The British proscription of Standing Armies in 1694 meant the Army to put down both the Americans and the Irish rebels must be stationed outside the British Isles. Halifax, Nova Scotia, was an ideal spot on the North Atlantic Triangle to station what Jimmy Carter would centuries later call, “a Rapid Deployment Force (RDF). The unpopularity of the War in America meant Hessian mercenaries as well.

Classical Republican theory’s alternative to a Standing Army that led to Empire, was the idea of a decentralized “People’s Militia.” General George Washington never liked the idea of a Militia because it never fitted into his kind of traditional 18th century warfare, of lines on infantry firing at each other at close range with famously inaccurate muskets. No wonder the British Redcoats prayed for rain so they could fix bayonets for a charge against the less experienced Americans.

Yet, as military historians such as John Shy have noted, it was the Militia that was always the “sand in the gears” of the British military machine. Properly used, as by General Nathaniel Greene in the later campaign in the South, the Militia made a significant contribution. Because the British never controlled very much of North America outside of New York City for any length of time, there was very little of today’s “guerrilla warfare” possible, but in that one area the guerrilla Militia was formidable.

What has been obscured by historians is that one wing of the American Revolutionary Coalition was already into the idea of Empire, and that General George Washington was a prime mover in that view. Even during the crucial battles in the South in 1781, Washington sent General LaFayette to negotiate with the Militia of Vermont, Ethan Allen’s “Green Mountain Boys,” about launching another attack to take Canada. By that time, the Militia understood the game about as well as do our high-priced Halliburton and Blackwater contractors in Iraq today, and demanded “double pay, double rations and plunder,” the last certainly a give-away of the imperial nature of the proposed venture, and a perfect way of countering Washington’s proposed expedition. As a result, the “Boys” returned to Vermont.

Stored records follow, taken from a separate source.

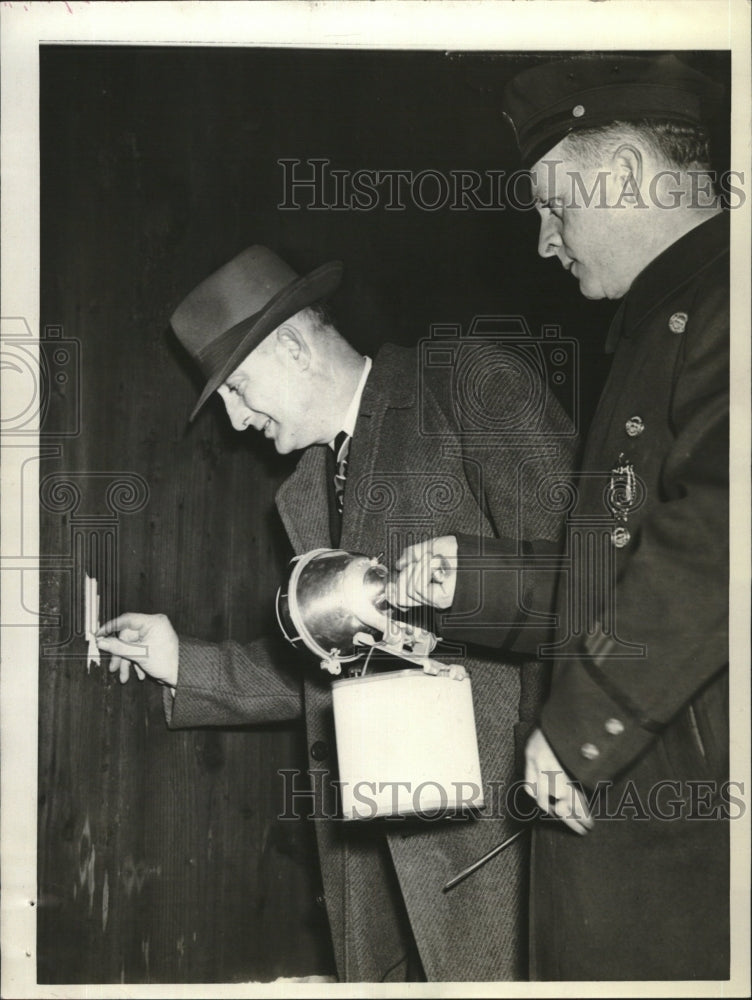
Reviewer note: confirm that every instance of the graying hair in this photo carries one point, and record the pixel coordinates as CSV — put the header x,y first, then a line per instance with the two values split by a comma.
x,y
686,147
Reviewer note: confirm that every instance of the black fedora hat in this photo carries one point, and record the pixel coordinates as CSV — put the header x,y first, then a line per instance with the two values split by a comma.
x,y
223,319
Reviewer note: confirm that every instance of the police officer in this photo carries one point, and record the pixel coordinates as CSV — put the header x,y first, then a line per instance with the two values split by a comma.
x,y
631,753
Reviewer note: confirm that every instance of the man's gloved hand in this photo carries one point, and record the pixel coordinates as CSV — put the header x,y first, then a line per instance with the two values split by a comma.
x,y
552,788
149,642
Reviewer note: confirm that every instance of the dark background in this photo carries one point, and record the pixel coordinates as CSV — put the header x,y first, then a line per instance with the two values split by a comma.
x,y
160,855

Peace might have been had in 1777–78, after the victory at Saratoga, and before the alliance with France, had the War Party in the American Coalition been willing to negotiate with the Carlisle Peace Commission, leaving out its continued demand for Canada.

Washington’s dislike of the Militia carried over into his presidency in the 1790?s with his handling of the so-called “Whiskey Rebellion” by using Militia from distant states, because the local rebels themselves were apt to be Militia. What the historian Richard Kohn called the “Murder of the Militia System” was also related perhaps to the need to use regular army troops for “Indian Removal,” an action many veterans later described as the most despicable in their careers.

Much has been made by some opponents of Interventionism, in suggesting that we go back to Washington’s Farewell Address, of “no entangling alliances,” as a model for the country today. I believe this a misreading of the Washington-Alexander Hamilton view, that this really meant an open door to unilateral intervention.

As exhibit one, I would offer Washington’s aid to the French Creoles in Haiti in 1792, in an effort to thwart the Blacks revolting there. Here was America’s first effort at “foreign aid,” some $726,000 at a time when that was real money! As a southerner and slaveholder, Washington was concerned that Black revolt would carry over into the United States. How different, really, was his effort from the dozens of American efforts in the last decades to prop up despots and counter-revolutionaries with financial resources to keep them in power?